The Senate will then vote later on an amendment to overhaul the
proposed consumer protection entity and on an amendment to provide for
much broader auditing of the Federal Reserve Board.
Senate Minority Leader Mitch McConnell said Thursday the regulatory
reform bill is “moving in the right direction.”
McConnell blasted the proposed consumer protection agency as an
example of “European style regulatory bureaucracy.”
“Congress would have no power over it,” McConnell said on the
Senate floor.
The Senate approved Wednesday on a 93 to 5 vote on an amendment
that was drafted by Senate Banking Committee Chairman Chris Dodd and
Sen. Richard Shelby, the ranking Republican on the Banking panel.
The Dodd-Shelby amendment would strip the underlying bill of a
provision creating a $50 billion resolution fund that would have covered
the costs of a major financial collapse.
Under the amendment, the FDIC would have the ability to liquidate
large losses and could tap a credit line from the Treasury Department to
cover any costs. The FDIC could recover its losses by selling off the
assets of the failed firm.
The creditors of the collapsed firm would be required to pay back
funds they received during a financial failure that is above what they
would have been awarded through a traditional bankruptcy process.

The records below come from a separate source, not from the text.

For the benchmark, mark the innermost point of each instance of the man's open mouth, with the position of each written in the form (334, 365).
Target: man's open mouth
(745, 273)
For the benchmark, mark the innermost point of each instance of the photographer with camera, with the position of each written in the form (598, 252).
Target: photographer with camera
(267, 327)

Under the amendment, the Federal Reserve could use its emergency
lending powers to help solvent firms.
The Senate also approved an amendment by Democratic senator Barbara
Boxer, 96 to 1, that would explicitly ban taxpayer bailouts of financial
firms.
The Senate bill was largely drafted by Dodd. It establishes a new
independent Consumer Protection Bureau at the Federal Reserve Board,
creates a process to liquidate failed financial firms, sets up a council
of regulators to oversee systemic risk in the economy, establishes a
regulatory structure for over-the-counter derivatives, requires hedge
funds that manage over $100 million to register with the SEC and creates
a new office within Treasury to monitor the insurance industry.

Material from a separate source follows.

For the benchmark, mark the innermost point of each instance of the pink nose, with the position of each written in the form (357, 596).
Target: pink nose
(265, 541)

Dodd’s bill has been merged with a package that was approved by the
Senate Agriculture Committee which requires OTC markets to adopt aspects
of the regulated markets such as mandatory clearing through derivatives
clearing organizations and trading on exchanges or exchange-like
facilities.
It has a narrow exemption for commercial “end users” who use
derivatives to hedge against economic contingencies such as fluctuations
in fuel prices, currency and interest rates.